Deux semaines à peine que la rentrée a sonné, et nous voilà déjà sur les rotules ! Le monde ne cesse d’accélérer, tandis que chacun·e court derrière ce temps qui semble sans cesse s’amenuir. Et si la solution, c’était de décélérer ?
« On est que début septembre, mais j’ai un ressenti mi-novembre », les mots du dernier sketch de l’humoriste Véronique Gallo sonnent justes : nos agendas ont recommencé à hurler. D’ailleurs, aviez-vous remarqué que la réponse au traditionnel « Ça va ? » n’était plus « Ça va ! », mais « Fatigué·e ! » ? Pourtant, et c’est assez paradoxal, selon la dernière enquête StatBel sur le temps libre, nous dormons et nous reposons en moyenne neuf heures par jour. Ce qui fait du repos notre activité principale.
« En moyenne, on a gagné deux heures de repos. Mais qu’a-t-on fait de ses deux heures ?, interroge Aboude Adhami, psychothérapeute, auteur et interprète de la conférence-spectacle L’Accélération du Temps.
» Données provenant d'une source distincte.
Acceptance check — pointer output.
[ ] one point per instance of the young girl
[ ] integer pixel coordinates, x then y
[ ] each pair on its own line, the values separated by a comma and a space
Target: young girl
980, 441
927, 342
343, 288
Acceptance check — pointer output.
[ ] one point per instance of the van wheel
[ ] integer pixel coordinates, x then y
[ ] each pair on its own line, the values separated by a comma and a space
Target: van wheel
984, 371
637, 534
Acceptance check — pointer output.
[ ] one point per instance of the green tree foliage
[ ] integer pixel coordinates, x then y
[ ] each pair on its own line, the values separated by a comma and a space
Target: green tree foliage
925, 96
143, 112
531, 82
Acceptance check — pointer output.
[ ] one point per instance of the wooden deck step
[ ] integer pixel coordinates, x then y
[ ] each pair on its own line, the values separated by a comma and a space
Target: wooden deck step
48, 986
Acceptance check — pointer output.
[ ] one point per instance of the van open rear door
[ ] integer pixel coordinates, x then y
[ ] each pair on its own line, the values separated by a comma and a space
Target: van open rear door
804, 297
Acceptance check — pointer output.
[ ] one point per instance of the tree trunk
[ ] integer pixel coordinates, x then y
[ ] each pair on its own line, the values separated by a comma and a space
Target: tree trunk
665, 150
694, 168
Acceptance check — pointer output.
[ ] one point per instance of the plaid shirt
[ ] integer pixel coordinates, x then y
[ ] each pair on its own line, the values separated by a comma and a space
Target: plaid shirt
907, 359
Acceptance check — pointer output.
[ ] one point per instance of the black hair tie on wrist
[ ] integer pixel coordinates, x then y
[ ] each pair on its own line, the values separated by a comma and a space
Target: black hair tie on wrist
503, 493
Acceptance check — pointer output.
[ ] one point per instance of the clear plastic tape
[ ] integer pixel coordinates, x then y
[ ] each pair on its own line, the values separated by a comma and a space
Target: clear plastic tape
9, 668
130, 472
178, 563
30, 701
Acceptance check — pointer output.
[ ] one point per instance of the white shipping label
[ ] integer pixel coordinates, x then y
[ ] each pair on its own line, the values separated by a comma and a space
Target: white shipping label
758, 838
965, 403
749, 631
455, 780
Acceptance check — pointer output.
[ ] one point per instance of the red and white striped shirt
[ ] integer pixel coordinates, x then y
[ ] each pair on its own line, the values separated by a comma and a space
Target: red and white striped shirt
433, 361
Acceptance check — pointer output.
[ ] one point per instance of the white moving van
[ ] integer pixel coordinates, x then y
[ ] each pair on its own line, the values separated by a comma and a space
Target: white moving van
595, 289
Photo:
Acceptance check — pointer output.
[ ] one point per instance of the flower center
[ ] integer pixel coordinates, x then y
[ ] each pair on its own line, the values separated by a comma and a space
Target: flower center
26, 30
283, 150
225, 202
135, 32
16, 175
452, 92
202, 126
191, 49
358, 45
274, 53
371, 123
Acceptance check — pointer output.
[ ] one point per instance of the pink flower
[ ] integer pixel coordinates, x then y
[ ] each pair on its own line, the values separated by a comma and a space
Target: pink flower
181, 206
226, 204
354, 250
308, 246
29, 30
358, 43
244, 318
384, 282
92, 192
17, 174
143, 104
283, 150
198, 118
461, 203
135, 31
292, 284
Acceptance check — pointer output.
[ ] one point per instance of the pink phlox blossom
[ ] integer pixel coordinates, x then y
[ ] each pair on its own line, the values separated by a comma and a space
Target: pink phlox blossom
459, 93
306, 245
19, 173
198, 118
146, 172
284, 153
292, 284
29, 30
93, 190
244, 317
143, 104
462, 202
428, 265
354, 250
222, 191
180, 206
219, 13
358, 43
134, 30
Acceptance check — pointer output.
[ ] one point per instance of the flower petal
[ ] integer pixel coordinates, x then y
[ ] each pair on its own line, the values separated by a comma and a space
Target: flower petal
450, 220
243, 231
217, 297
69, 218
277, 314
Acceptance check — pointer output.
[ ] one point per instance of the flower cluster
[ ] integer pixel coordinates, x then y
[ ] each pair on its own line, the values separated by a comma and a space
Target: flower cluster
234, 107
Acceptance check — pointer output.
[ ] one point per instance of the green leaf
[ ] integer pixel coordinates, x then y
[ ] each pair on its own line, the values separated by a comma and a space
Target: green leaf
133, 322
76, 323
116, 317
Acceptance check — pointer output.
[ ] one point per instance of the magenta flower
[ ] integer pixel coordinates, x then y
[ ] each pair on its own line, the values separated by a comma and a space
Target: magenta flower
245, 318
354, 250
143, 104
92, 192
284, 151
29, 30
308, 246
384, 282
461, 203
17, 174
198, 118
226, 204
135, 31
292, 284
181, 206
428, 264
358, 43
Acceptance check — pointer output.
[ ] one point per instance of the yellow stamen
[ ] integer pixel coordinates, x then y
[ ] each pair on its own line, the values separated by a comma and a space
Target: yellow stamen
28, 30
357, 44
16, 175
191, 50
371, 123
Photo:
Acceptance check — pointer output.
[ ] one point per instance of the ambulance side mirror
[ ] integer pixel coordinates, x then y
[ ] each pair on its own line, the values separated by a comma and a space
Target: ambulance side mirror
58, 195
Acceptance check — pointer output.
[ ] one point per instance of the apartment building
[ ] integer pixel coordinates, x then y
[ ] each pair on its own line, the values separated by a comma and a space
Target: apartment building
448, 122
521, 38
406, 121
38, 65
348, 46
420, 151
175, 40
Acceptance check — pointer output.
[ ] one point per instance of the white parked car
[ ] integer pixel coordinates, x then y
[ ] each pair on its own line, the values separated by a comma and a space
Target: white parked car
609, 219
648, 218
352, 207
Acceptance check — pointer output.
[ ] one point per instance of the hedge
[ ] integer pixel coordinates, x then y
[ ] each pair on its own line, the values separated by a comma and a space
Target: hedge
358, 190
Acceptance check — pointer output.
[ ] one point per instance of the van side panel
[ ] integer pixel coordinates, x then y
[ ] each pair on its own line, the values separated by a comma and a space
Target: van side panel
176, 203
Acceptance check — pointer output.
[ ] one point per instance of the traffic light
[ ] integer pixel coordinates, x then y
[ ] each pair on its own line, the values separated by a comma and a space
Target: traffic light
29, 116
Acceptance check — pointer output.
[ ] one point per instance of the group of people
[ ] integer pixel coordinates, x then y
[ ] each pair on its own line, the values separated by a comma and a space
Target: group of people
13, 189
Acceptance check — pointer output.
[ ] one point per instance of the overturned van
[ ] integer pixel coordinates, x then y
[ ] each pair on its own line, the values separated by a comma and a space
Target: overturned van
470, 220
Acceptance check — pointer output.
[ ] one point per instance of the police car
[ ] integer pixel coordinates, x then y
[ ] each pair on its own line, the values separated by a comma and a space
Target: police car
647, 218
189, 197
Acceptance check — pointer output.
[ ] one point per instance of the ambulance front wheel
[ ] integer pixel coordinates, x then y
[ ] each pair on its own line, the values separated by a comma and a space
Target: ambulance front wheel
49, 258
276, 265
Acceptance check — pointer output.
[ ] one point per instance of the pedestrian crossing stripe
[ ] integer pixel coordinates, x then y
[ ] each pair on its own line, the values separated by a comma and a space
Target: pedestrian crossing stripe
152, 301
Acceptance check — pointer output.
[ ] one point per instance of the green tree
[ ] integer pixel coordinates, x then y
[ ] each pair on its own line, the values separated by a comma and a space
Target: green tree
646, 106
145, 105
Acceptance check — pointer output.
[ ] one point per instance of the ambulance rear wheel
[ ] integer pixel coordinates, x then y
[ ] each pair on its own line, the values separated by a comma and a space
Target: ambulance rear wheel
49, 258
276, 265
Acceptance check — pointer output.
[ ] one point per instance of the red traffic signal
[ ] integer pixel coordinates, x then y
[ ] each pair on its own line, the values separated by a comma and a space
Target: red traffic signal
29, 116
On aurait pu imaginer qu’on joue et construise plus de choses avec nos enfants, que l’on porte notre intérêt sur des choses nouvelles, comme apprendre à peindre ou à jouer d’un instrument de musique. En réalité, nous sommes tombés dans l’impératif. Le ‘Il faut’. Nous avons beaucoup d’infos, de mails, de sms… auxquels nous sommes sommés de répondre. »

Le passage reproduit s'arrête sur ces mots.